L’histoire des fondateurs de startups qui abandonnent leurs études pour lancer leur propre entreprise est devenue un mythe dans le monde de la technologie. Des personnages emblématiques comme Steve Jobs, Bill Gates et Mark Zuckerberg ont fait fortune sans diplôme, mais les études montrent que la majorité des startups réussies ont été fondées par des personnes ayant un diplôme d’études supérieures.

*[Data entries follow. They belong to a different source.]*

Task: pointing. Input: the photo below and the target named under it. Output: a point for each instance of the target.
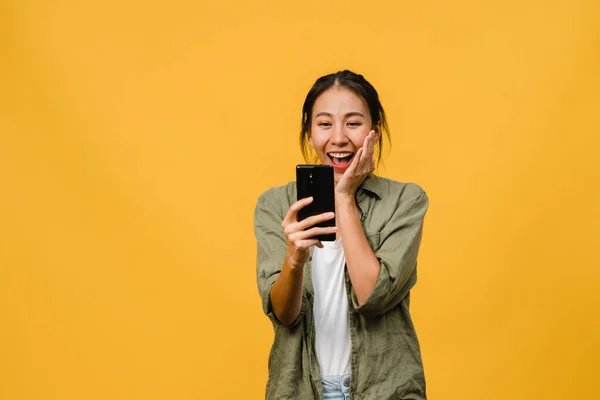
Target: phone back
(316, 181)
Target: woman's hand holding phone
(300, 235)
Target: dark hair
(359, 85)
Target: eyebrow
(348, 115)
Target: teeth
(340, 155)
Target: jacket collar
(373, 185)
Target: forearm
(363, 265)
(286, 293)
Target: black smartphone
(316, 181)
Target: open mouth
(340, 160)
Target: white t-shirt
(333, 344)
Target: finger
(292, 213)
(315, 219)
(355, 161)
(306, 243)
(369, 141)
(312, 232)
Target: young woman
(340, 309)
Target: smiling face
(340, 123)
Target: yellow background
(136, 137)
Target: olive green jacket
(385, 358)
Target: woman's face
(340, 123)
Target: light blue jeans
(336, 387)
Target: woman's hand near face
(300, 235)
(362, 165)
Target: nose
(338, 137)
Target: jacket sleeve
(397, 253)
(270, 253)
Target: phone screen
(316, 181)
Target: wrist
(344, 199)
(293, 263)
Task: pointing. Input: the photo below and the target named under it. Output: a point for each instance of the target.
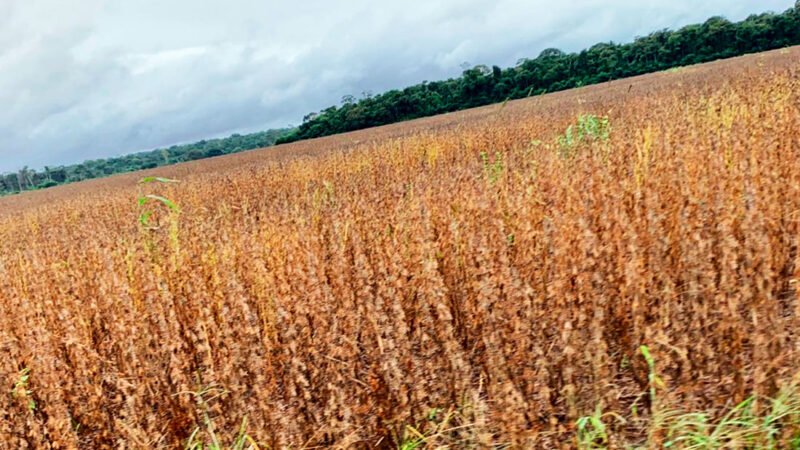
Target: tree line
(555, 70)
(28, 179)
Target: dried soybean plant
(483, 279)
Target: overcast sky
(84, 79)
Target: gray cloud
(96, 78)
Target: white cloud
(97, 78)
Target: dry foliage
(459, 280)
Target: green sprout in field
(493, 170)
(145, 199)
(588, 128)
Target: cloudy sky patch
(94, 78)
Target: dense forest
(28, 179)
(554, 70)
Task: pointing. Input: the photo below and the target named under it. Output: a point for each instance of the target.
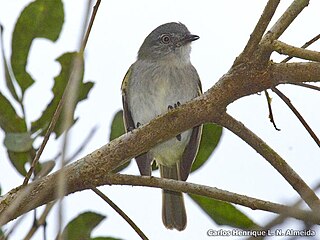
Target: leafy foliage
(60, 83)
(80, 228)
(40, 19)
(211, 134)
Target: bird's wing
(143, 160)
(191, 149)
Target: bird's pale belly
(147, 107)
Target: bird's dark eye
(165, 38)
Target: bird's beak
(187, 39)
(191, 37)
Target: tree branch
(259, 30)
(88, 171)
(211, 192)
(292, 51)
(298, 115)
(287, 18)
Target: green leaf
(19, 160)
(104, 238)
(117, 129)
(117, 126)
(60, 83)
(223, 213)
(9, 120)
(40, 19)
(8, 78)
(211, 134)
(18, 142)
(44, 168)
(80, 228)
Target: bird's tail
(173, 209)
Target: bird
(161, 79)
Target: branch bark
(243, 79)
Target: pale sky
(119, 29)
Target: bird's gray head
(168, 41)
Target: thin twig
(41, 221)
(57, 112)
(120, 212)
(283, 48)
(306, 193)
(307, 44)
(298, 115)
(260, 28)
(307, 86)
(211, 192)
(86, 37)
(287, 18)
(270, 110)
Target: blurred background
(119, 29)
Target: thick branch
(258, 31)
(88, 171)
(292, 51)
(211, 192)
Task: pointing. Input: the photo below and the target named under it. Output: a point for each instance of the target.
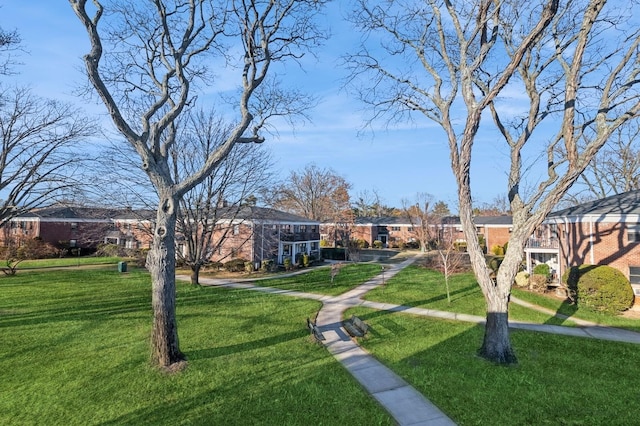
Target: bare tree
(39, 162)
(616, 168)
(420, 216)
(9, 43)
(573, 66)
(314, 193)
(146, 62)
(450, 261)
(368, 203)
(210, 210)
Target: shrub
(601, 288)
(109, 250)
(538, 282)
(214, 266)
(497, 250)
(267, 265)
(522, 279)
(234, 265)
(460, 245)
(542, 269)
(333, 253)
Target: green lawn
(75, 351)
(67, 261)
(319, 280)
(425, 288)
(559, 380)
(576, 311)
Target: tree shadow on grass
(218, 351)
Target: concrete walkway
(405, 404)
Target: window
(633, 234)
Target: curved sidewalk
(405, 404)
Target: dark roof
(80, 213)
(627, 203)
(71, 212)
(262, 214)
(480, 220)
(382, 221)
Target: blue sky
(397, 162)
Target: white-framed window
(633, 234)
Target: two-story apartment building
(258, 233)
(600, 232)
(494, 229)
(251, 233)
(390, 231)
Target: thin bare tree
(209, 211)
(421, 217)
(147, 62)
(9, 43)
(547, 73)
(40, 161)
(315, 193)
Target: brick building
(251, 233)
(600, 232)
(391, 231)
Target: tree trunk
(195, 274)
(496, 346)
(161, 263)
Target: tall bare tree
(39, 161)
(146, 63)
(616, 168)
(547, 73)
(9, 43)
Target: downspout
(591, 256)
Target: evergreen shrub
(600, 288)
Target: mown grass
(67, 261)
(425, 288)
(576, 311)
(559, 380)
(319, 280)
(75, 351)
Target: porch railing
(551, 243)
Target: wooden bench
(355, 326)
(315, 331)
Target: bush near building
(601, 288)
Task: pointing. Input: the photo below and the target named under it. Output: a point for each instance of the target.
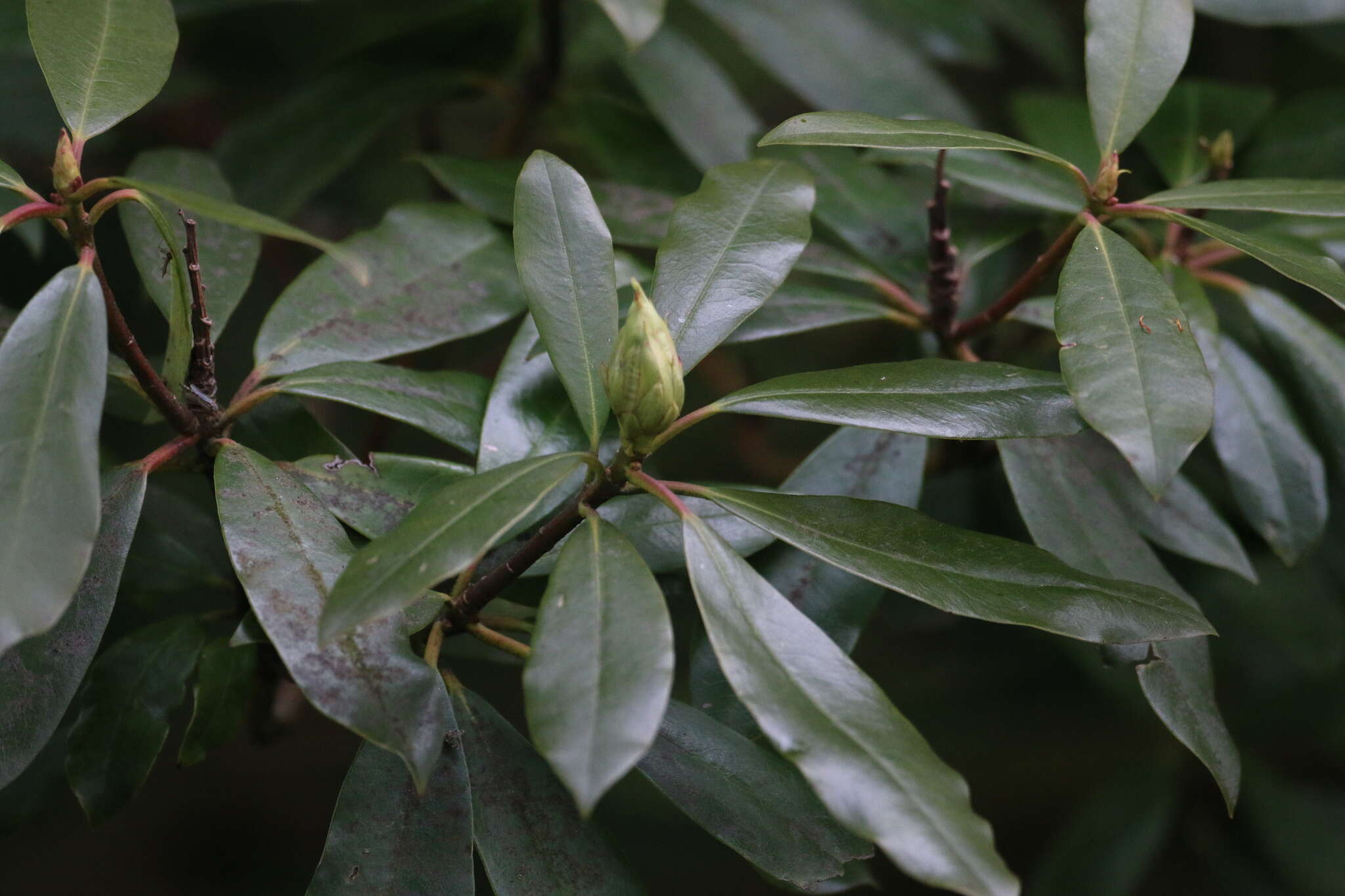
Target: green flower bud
(645, 378)
(65, 169)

Malgré ces données, le charme du fondateur autodidacte persiste, même si l’enthousiasme des investisseurs pour les « non-diplômés » est loin d’être constant.

Le Cycle de la Mode

Ce phénomène est cyclique et est actuellement à la mode dans le contexte de l’essor de l’intelligence artificielle. Lors des journées de démonstration de Y Combinator, de plus en plus de fondateurs mettent en avant leur statut de « dropout » dans leurs présentations. Selon Katie Jacobs Stanton, fondatrice et associée générale de Moxxie Ventures, « être un dropout est une sorte de référence en soi, reflétant une conviction et un engagement profonds pour construire. Je pense que c’est perçu comme quelque chose de très positif dans l’écosystème des startups ».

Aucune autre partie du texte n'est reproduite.